CHAPTER XXXII. AND LAST
"What happened to him, do you think?" asked Peter. "Did a shark get him?"
Captain Asger Holbaek shook his head.
"No; if a shark had seized him, there would have been a commotion on the surface. I've questioned the natives. They swear they saw no blood. I think he must have been caught by one of the oysters. I remember we lost a diver out amongst the Gilbert Islands some years ago. We recovered his body with one foot flattened out between the bivalve's jaws. But I will not satisfy my—and your—curiosity. If I did I would break the tabu I have laid upon the place. If you have any imagination, it does not require much to reconstruct the scene."
At length, amidst scenes of great rejoicing on the part of the natives (for they did not yet know that their white chief was about to leave them) the new Svend was launched and towed round to the lagoon to complete fitting out and stowing cargo. Viewed afloat she looked very little different from the hundreds of pearling schooners that frequent "the islands". She was a triumph of patience and ingenuity, riding on an even keel and hardly making any water through her well-caulked seams.
Ballasted with stones and brought down to the load line with a good cargo of copra, provisioned for a three months voyage, the Svend was at last ready to spread her brown wings to the favouring south-east Trades.
It was an affecting scene when at a palaver attended by every man, woman, and child on the island, Captain Holbaek announced his intention of relinquishing the chieftainship and leaving Talai. A chorus of lamentation rent the air, and when at length the five white men made their way to the waiting boat, they had to force their way through the crowd, who lavished upon them garlands, until, as Peter remarked, they looked like walking maypoles.

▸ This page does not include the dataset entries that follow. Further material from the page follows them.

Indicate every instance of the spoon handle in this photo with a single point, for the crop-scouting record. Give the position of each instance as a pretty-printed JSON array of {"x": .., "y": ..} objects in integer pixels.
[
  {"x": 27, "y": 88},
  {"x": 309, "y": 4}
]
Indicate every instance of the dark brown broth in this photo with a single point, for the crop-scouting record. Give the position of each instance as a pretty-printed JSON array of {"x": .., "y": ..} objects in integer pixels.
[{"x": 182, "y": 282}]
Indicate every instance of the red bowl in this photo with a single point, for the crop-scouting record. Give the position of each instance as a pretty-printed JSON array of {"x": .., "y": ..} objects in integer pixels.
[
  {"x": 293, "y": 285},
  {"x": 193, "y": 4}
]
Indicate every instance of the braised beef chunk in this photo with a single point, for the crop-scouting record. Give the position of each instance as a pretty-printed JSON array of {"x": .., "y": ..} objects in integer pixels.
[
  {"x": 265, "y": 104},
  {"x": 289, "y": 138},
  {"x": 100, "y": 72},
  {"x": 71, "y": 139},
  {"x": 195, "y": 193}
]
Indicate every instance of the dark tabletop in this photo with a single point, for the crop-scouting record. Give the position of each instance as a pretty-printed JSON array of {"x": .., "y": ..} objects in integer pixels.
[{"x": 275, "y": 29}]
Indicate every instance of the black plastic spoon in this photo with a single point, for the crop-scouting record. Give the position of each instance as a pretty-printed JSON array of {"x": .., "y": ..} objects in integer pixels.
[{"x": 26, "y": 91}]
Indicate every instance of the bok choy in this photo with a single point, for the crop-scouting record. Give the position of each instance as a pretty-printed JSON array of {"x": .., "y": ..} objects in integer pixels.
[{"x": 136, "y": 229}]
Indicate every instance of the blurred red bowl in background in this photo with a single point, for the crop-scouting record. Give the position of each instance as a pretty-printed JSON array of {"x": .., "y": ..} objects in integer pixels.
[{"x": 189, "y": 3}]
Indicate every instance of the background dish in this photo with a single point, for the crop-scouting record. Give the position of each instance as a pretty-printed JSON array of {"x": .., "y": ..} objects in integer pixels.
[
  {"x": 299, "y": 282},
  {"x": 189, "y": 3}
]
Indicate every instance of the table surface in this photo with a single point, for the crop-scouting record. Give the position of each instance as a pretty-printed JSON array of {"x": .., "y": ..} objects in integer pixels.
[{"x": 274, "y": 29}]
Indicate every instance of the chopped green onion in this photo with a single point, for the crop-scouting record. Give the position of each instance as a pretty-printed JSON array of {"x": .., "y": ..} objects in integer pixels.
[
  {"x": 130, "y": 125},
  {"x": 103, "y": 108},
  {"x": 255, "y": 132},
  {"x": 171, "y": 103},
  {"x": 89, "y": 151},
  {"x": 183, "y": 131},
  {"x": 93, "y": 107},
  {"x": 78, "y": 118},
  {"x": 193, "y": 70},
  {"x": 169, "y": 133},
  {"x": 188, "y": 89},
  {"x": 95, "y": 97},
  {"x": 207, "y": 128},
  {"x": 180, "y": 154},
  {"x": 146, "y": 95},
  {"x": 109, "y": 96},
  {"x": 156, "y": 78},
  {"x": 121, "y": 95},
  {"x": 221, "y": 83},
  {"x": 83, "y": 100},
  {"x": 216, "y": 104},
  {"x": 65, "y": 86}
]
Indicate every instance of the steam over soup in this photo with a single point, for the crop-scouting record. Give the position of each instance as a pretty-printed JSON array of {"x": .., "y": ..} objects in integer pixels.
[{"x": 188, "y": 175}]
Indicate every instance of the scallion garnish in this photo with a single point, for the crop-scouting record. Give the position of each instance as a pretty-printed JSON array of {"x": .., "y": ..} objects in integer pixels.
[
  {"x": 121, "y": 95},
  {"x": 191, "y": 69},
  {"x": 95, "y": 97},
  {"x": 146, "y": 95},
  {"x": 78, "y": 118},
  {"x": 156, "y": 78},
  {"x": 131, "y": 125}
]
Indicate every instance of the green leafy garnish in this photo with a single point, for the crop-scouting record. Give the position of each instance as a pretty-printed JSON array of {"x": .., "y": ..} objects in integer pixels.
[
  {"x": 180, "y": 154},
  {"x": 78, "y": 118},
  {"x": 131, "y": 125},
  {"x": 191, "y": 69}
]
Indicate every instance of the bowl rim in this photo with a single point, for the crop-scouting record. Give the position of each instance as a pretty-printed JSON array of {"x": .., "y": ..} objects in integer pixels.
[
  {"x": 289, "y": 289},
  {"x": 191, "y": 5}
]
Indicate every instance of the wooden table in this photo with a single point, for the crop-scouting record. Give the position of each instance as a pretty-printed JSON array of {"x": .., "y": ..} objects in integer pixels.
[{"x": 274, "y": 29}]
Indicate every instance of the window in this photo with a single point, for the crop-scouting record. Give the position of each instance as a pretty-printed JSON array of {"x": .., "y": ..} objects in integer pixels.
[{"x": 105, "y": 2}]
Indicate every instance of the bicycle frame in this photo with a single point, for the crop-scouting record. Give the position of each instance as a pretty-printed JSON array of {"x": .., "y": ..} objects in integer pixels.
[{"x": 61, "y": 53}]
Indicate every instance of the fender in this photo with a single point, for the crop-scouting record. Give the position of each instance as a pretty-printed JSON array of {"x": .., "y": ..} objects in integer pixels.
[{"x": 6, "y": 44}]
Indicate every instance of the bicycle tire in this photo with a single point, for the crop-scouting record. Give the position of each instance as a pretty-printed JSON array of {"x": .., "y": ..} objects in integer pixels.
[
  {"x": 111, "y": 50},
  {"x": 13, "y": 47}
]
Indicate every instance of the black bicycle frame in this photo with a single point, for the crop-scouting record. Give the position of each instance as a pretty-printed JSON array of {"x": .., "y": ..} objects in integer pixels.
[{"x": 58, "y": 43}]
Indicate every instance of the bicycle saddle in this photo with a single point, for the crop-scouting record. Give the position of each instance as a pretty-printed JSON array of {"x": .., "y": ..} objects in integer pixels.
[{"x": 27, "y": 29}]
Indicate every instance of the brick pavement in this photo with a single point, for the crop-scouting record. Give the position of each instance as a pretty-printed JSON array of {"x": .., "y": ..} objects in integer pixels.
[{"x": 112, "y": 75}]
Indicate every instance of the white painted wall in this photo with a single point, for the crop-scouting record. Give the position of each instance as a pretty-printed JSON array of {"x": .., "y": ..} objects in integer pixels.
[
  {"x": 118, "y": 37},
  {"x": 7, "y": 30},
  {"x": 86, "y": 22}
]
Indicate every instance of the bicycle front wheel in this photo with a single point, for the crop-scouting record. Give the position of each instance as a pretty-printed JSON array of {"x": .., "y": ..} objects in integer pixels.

Already the devoted Kanaka crew were on board. Sails were set, the unwieldy anchor broken out. Heeling gracefully to the off-shore breeze, the Svend slipped through the tranquil waters of the lagoon, curtsied to the swell on the bar, and gained the open sea.
Two hours later Talai disappeared from sight beneath the misty horizon.
Five weeks later the party embarked at Panama on a homeward-bound liner. The copra had been disposed of at a fair profit. The Kanakas had departed for Tonga in the Svend, which, having performed her required task, had been presented by Captain Holbaek to his loyal crew.
From London the Dane returned supremely happy to his native country, with the knowledge that a draft for nearly nine thousand pounds awaited him at a banker's at Copenhagen.
Peter Arkendale, now rich beyond his wildest dreams, went back to school to "swot up" for Sandhurst.
Kenneth Heatherington went "up" to Cambridge, there to study for the Law, but Adventure is a persistent wooer, and it will not surprise any of his friends to hear that at some future date he will revisit the haunts of the Buccaneers of Boya.